- Born: Karen Diane Lemmons February 24, 1959 (age 67) St. Louis, Missouri, U.S.
- Occupations: Actress, film director, writer
- Years active: 1979–present
- Spouse: Vondie Curtis-Hall ​ ​(m. 1995)​
- Children: 2, including Henry Hunter Hall

= Kasi Lemmons =

American actress and director

Kasi Lemmons (/ˈkeɪsi/; born Karen Diane Lemmons, February 24, 1959) is an American film director, screenwriter, and actress. She made her directorial debut with Eve's Bayou (1997), followed by The Caveman's Valentine (2001), Talk to Me (2007), Black Nativity (2013), Harriet (2019), and Whitney Houston: I Wanna Dance with Somebody (2022).

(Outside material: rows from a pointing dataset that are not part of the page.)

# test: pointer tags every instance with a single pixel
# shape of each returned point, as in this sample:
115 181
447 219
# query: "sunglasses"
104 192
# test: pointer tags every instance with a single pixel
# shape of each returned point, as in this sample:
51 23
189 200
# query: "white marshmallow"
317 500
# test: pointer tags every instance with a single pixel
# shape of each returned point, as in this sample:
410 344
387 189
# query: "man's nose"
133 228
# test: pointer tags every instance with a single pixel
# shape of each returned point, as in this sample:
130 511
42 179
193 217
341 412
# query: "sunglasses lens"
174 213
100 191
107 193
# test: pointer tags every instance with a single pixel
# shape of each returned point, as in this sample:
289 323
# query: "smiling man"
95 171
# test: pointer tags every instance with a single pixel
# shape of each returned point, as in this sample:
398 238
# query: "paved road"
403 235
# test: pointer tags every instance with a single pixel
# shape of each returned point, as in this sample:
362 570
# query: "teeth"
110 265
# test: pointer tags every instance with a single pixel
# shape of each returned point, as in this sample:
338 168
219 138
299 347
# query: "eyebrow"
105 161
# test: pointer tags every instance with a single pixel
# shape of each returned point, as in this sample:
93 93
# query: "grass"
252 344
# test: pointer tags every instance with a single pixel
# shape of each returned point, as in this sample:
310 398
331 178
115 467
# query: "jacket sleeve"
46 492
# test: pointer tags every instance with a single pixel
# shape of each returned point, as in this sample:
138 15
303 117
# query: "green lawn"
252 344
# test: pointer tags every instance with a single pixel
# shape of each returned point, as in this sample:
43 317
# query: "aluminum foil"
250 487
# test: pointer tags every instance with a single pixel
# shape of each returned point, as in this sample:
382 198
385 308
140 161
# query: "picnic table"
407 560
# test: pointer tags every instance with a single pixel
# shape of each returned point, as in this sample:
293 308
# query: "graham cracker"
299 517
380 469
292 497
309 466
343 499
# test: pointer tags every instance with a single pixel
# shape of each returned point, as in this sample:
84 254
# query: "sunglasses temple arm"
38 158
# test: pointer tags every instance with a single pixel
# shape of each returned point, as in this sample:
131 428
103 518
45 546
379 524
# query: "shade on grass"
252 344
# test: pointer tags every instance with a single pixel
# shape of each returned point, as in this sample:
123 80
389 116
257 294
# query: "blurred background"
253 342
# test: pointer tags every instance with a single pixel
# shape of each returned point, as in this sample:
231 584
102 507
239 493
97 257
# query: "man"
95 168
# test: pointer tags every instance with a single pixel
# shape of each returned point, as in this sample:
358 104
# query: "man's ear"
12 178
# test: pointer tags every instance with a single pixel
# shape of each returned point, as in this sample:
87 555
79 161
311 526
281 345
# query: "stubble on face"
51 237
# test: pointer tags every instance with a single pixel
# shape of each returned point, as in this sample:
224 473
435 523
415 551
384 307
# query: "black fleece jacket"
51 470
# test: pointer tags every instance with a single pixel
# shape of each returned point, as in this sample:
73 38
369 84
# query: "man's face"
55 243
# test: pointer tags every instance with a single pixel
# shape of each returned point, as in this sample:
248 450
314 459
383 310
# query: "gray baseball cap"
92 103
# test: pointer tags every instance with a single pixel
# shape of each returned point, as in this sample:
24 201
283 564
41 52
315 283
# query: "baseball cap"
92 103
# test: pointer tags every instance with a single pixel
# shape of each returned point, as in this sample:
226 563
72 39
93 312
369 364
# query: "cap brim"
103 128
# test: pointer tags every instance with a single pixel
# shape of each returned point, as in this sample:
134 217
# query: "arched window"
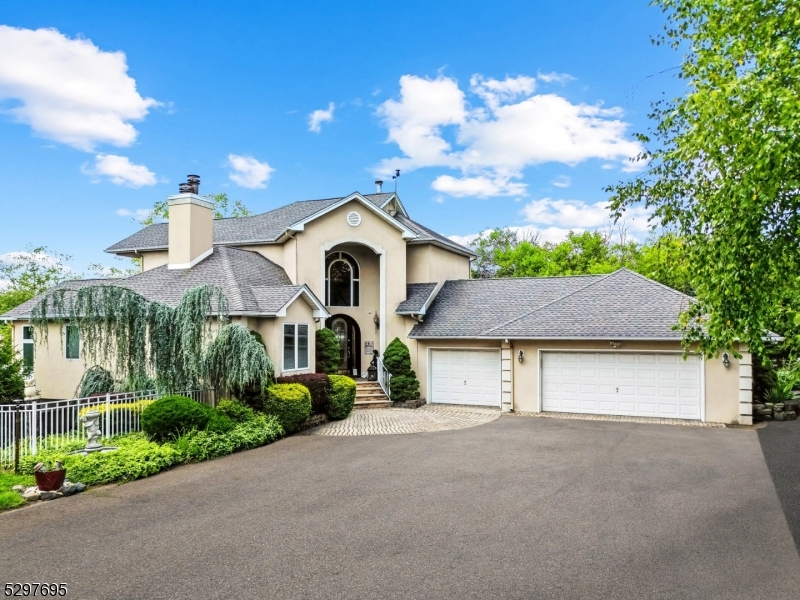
341 280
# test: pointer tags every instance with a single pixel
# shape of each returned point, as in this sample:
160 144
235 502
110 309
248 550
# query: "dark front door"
349 336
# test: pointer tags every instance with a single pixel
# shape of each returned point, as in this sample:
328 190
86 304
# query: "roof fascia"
318 309
300 225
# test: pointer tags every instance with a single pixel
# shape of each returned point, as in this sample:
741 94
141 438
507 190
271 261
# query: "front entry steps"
370 395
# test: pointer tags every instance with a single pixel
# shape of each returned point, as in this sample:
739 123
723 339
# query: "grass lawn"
8 497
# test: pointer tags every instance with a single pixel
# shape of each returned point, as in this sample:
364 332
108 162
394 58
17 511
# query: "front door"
348 334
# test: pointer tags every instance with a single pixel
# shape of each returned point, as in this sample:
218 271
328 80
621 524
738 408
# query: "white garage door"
619 383
465 377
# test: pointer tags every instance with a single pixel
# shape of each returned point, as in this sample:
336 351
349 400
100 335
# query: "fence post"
108 416
34 427
17 433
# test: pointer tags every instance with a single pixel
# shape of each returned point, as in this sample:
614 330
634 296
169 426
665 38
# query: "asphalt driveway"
517 508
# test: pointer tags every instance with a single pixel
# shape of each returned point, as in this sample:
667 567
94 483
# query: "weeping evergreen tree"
147 343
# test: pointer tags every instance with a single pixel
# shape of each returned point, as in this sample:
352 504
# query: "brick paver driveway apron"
384 421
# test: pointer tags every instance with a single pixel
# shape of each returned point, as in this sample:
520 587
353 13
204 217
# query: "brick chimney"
190 226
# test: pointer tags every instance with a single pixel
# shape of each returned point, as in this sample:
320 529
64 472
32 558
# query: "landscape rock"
49 495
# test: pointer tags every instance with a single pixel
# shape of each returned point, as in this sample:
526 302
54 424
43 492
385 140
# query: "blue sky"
498 113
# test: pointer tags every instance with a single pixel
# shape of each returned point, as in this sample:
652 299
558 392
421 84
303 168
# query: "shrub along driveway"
517 508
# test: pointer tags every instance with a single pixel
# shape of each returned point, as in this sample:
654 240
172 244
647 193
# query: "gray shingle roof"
250 282
417 295
264 228
616 306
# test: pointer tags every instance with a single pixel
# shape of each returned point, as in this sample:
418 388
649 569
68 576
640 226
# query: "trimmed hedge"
403 385
319 386
327 351
343 396
172 416
290 403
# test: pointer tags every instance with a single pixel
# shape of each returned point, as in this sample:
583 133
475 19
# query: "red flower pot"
51 481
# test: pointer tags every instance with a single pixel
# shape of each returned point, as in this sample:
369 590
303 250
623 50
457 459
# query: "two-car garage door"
621 383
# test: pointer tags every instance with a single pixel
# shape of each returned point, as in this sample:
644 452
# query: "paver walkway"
383 421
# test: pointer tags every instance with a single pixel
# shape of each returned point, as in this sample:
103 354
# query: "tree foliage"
723 166
222 209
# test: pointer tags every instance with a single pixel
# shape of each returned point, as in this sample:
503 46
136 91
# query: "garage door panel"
646 384
466 377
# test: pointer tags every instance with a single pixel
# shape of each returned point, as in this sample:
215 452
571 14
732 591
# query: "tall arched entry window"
341 280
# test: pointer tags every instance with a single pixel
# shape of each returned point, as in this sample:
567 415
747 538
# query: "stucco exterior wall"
373 234
271 330
428 263
57 377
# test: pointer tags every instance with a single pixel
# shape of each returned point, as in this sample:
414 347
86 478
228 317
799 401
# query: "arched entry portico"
349 335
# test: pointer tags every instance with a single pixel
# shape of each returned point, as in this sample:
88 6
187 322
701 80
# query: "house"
359 265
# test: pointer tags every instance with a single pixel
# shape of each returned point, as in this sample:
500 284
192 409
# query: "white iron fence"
55 424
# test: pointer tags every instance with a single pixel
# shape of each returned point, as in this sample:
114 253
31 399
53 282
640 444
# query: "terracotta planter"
51 481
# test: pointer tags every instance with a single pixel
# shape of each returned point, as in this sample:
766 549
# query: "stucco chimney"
190 226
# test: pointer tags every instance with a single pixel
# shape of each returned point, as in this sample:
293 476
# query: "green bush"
396 358
327 351
196 446
171 416
343 396
136 457
319 386
404 387
236 411
290 403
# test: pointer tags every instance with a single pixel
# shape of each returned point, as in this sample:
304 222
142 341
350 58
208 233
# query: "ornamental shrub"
396 358
319 386
290 403
327 351
171 416
404 387
343 396
236 411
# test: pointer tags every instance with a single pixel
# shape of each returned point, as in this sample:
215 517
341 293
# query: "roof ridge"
529 313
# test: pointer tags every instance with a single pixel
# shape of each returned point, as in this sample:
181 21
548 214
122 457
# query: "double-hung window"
27 349
73 345
295 346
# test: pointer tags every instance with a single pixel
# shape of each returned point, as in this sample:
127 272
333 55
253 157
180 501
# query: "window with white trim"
72 347
342 280
27 349
295 346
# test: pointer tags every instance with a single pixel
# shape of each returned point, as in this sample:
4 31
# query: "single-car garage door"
622 383
465 377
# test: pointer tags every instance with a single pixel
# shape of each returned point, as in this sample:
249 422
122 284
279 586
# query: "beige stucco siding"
428 263
271 330
151 260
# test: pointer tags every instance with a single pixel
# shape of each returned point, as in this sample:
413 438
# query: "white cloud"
318 117
554 77
249 172
69 90
138 214
434 125
478 187
120 170
583 216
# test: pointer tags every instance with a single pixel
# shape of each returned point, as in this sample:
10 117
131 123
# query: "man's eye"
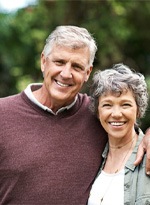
59 63
106 105
78 67
126 105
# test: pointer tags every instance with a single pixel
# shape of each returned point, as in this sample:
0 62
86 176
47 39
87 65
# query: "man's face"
65 71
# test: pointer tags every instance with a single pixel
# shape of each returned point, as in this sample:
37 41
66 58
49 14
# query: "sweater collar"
29 93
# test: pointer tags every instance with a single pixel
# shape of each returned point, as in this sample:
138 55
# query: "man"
50 143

In 2007, film scholar Wheeler Winston Dixon called her first three films "deeply resonant personal statements ... Lemmons's work is an ongoing testament to the creative possibilities of film."

As an actress, her film debut was in Spike Lee's School Daze (1988). She continued acting in Vampire's Kiss (1989), The Silence of the Lambs (1991), and Candyman (1992).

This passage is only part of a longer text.